ADASS 2002 Conference Proceedings

Many data mining queries in astronomy involve the identification of objects that are similar or discernible in different aspects such as spectral shapes and features, light curves, morphology, positions, or other derived attributes. Analyses must go beyond conventional clustering algorithms that stop at computing a single proximity structure according to a specific criterion. We describe Mirage, a software tool designed for interactive exploration of the correlation of multiple partitional or hierarchical cluster structures arising in different contexts. The tool shows points, point classes, traversals of proximity structures in one, two, or higher dimensional projections, in linked views of various types or over an image background. It supports highly flexible layouts of plots, simple clustering procedures, intuitive graphical querying, and includes a command interpreter for further extensions. Mirage has found uses in many scientific and engineering contexts.

1. Introduction

An important class of questions in astronomical data analysis involve comparing objects simultaneously from different perspectives: positions in a specific coordinate system, image features, spectra, time variability, or other derived measures such as kinematic properties. Are the objects similar in spectral features in one band also similar in another band? Do objects with similar morphological features show similar patterns in their light curves? Are there unexpected correlations between the parameters suggesting a systematic error? Questions like these are routinely asked to confirm a classification, to discover new regularities, or to validate a data processing design. Common to all these questions is a need to correlate data from different representations. Mirage is a software tool designed to facilitate exploration of such correlations.
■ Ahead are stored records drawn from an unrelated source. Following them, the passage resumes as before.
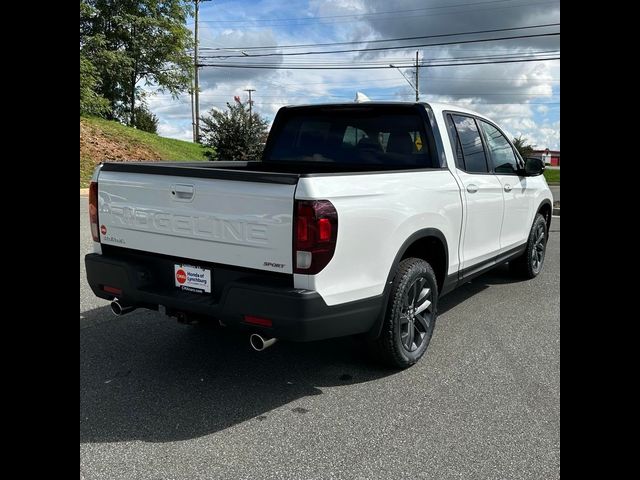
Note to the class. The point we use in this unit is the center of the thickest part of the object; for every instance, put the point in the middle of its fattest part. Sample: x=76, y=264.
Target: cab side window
x=501, y=151
x=470, y=155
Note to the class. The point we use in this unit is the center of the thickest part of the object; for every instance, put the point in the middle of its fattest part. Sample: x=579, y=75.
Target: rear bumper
x=297, y=315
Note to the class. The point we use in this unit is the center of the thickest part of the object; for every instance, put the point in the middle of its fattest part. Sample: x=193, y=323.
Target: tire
x=530, y=263
x=410, y=317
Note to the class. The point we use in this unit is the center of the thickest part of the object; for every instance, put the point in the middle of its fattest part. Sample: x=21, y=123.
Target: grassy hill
x=104, y=140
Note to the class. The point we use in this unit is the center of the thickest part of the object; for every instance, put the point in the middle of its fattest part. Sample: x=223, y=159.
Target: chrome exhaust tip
x=119, y=309
x=259, y=343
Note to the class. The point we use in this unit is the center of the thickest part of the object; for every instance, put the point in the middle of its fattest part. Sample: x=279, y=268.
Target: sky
x=522, y=97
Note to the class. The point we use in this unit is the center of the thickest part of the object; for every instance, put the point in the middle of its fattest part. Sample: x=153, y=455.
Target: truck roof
x=435, y=106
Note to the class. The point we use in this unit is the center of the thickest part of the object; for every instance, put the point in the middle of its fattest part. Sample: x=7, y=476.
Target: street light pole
x=196, y=67
x=415, y=88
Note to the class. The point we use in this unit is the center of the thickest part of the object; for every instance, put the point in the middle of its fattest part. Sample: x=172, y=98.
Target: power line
x=354, y=67
x=387, y=61
x=358, y=14
x=378, y=49
x=420, y=37
x=251, y=23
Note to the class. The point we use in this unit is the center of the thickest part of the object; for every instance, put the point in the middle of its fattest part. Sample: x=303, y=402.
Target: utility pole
x=250, y=102
x=193, y=118
x=196, y=67
x=417, y=90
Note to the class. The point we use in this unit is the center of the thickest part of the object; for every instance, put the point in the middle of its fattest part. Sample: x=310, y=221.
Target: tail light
x=93, y=211
x=315, y=230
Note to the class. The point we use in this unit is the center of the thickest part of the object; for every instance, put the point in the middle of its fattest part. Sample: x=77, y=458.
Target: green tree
x=91, y=102
x=232, y=134
x=523, y=147
x=145, y=120
x=132, y=43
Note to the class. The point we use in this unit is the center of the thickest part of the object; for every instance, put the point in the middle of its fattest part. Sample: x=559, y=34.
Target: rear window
x=352, y=136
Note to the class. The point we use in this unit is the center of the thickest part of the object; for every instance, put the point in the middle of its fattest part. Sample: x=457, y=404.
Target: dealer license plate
x=192, y=279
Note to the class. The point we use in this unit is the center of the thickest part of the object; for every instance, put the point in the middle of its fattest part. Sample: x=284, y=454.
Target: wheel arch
x=429, y=244
x=546, y=209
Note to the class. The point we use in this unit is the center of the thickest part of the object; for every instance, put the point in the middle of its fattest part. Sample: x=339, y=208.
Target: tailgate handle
x=182, y=193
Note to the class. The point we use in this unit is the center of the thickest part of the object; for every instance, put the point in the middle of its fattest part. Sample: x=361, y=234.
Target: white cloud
x=507, y=93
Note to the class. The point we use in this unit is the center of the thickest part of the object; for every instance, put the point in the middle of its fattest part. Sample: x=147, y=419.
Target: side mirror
x=533, y=167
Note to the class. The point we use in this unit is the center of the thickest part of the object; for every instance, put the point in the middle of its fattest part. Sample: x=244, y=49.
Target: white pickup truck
x=355, y=221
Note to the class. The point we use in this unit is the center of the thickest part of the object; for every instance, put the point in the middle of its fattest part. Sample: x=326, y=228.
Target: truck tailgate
x=230, y=220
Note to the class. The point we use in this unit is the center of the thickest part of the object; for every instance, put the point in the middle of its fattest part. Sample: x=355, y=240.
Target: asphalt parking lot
x=160, y=400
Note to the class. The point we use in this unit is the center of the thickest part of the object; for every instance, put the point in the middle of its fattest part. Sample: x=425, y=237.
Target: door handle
x=182, y=193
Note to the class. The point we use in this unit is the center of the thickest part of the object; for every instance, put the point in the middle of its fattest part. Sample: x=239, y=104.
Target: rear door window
x=470, y=154
x=501, y=152
x=383, y=136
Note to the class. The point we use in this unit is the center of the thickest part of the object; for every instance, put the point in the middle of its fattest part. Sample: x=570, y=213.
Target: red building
x=551, y=157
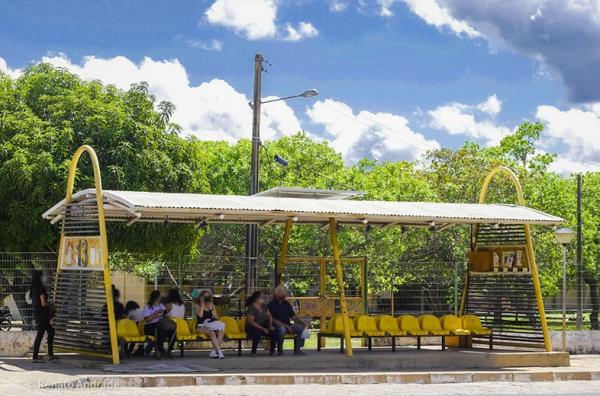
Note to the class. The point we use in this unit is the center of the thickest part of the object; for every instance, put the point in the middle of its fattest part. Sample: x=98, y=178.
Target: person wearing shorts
x=209, y=324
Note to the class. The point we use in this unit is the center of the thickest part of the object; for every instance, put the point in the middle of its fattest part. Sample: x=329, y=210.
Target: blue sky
x=396, y=77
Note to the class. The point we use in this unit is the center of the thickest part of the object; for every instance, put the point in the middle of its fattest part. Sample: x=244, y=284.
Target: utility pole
x=579, y=262
x=252, y=233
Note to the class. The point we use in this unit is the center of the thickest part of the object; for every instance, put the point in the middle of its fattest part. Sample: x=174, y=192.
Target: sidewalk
x=75, y=371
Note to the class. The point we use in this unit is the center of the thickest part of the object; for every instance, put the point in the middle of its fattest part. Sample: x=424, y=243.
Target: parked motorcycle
x=6, y=319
2. Analysis of Point Proximity

Mirage takes as input a data matrix, where a row represents an object and a column represents an attribute of the object. There are no limits on the number of rows or columns other than those imposed by machine capacity. One can define feature vectors that consist of arbitrary subsets of the attributes. A feature vector represents a set of measurements that are on a common scale and can be interpreted as a group, such as a spectrum. Instances of the same feature vector are expected to be comparable by the same metric for cluster analysis. Mirage takes the results of a cluster analysis in the form of a data structure summarizing information about inter-point proximity. These data structures are correlated with simple one, two, or multi-dimensional projections of the data via linked displays that include histograms, scatter plots, parallel coordinate plots, tables, trees, and graphs (Figure 1). Users can highlight or color points from an arbitrary display and see the highlights or colors echoed in other displays. In addition, points can have attributes that describe their positions on an image background that is also linked to the displays. A page layout tool allows one to tile a view pane arbitrarily and open an arbitrary display in any tile. The tool keeps all displays neatly organized in a set of pages.
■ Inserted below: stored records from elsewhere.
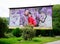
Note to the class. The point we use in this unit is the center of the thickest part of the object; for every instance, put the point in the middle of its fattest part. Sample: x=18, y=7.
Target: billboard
x=38, y=16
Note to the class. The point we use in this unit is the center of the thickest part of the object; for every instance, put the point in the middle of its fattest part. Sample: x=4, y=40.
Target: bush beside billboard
x=36, y=16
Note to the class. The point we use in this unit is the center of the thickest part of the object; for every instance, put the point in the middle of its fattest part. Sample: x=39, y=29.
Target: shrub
x=28, y=33
x=3, y=27
x=17, y=32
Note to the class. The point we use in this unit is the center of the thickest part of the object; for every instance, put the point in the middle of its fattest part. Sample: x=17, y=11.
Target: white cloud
x=6, y=4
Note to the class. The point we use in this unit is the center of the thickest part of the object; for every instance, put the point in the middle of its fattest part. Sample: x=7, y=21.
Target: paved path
x=55, y=42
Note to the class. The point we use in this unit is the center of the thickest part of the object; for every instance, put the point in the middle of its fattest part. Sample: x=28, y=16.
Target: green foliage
x=28, y=33
x=17, y=32
x=3, y=27
x=56, y=19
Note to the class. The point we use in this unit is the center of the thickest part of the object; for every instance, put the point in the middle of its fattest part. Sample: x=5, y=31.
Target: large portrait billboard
x=36, y=16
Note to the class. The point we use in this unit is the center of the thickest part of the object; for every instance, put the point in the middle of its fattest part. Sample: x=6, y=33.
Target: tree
x=3, y=27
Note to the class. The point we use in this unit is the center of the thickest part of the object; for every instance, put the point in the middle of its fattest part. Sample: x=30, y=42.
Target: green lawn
x=36, y=40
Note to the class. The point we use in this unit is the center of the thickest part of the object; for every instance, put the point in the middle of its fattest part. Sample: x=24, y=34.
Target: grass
x=36, y=40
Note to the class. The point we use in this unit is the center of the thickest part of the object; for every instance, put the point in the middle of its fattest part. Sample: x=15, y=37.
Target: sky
x=6, y=4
With this setup, one can track points that are in close proximity in different feature spaces that can be as simple as a single attribute or a 100-dimensional space of flux measurements. A user can append all available descriptions of the objects to the data matrix as columns. Some columns can be position angles, color estimates, flux within specific wavebands, where other groups of columns can be a spectrum, a set of morphological features extracted from an image, or luminosity estimates at various times. The selection operations and echoing mechanisms enable many kinds of proximity related queries in data mining.

**Figure 1:** A screenshot showing a variety of views. A cluster is selected on the graph and tracked in other views.
$\begin{figure} \epsscale{.75} \plotone{O6.2_1.eps} \end{figure}$

3. Cluster Analysis from Multiple Perspectives

The design of Mirage is motivated by the need to study correlations of proximity relationships between points from different perspectives. In images, one or two dimensional projections (histograms or scatter plots), points falling in a neighborhood are easy to find by visual inspection. The parallel coordinate plot can be used to find points that are close in projections on the individual dimensions. But detailed studies of proximity relationships in high-dimensional spaces require the aid of automatic cluster analysis.

A k-means procedure is provided that can be applied to an arbitrary feature space that the user defines. The results are returned as a minimum spanning tree (MST) connecting the centers of the resultant clusters. The MST is then embedded in a two-dimensional display by a graph layout algorithm and is linked with other views. Paths for leaf-to-leaf traversal are provided. User can walk along any path and see the corresponding points highlighted in other views. These paths represent the dominant directions of variations in the corresponding feature space, and the entire MST outlines a skeleton of the data distribution in that space. One can also compute a hierarchical cluster structure from an arbitrary feature space, and inspect the cluster tree in several standard traversals (e.g., depth-first, breadth-first). The walk is echoed in all other views.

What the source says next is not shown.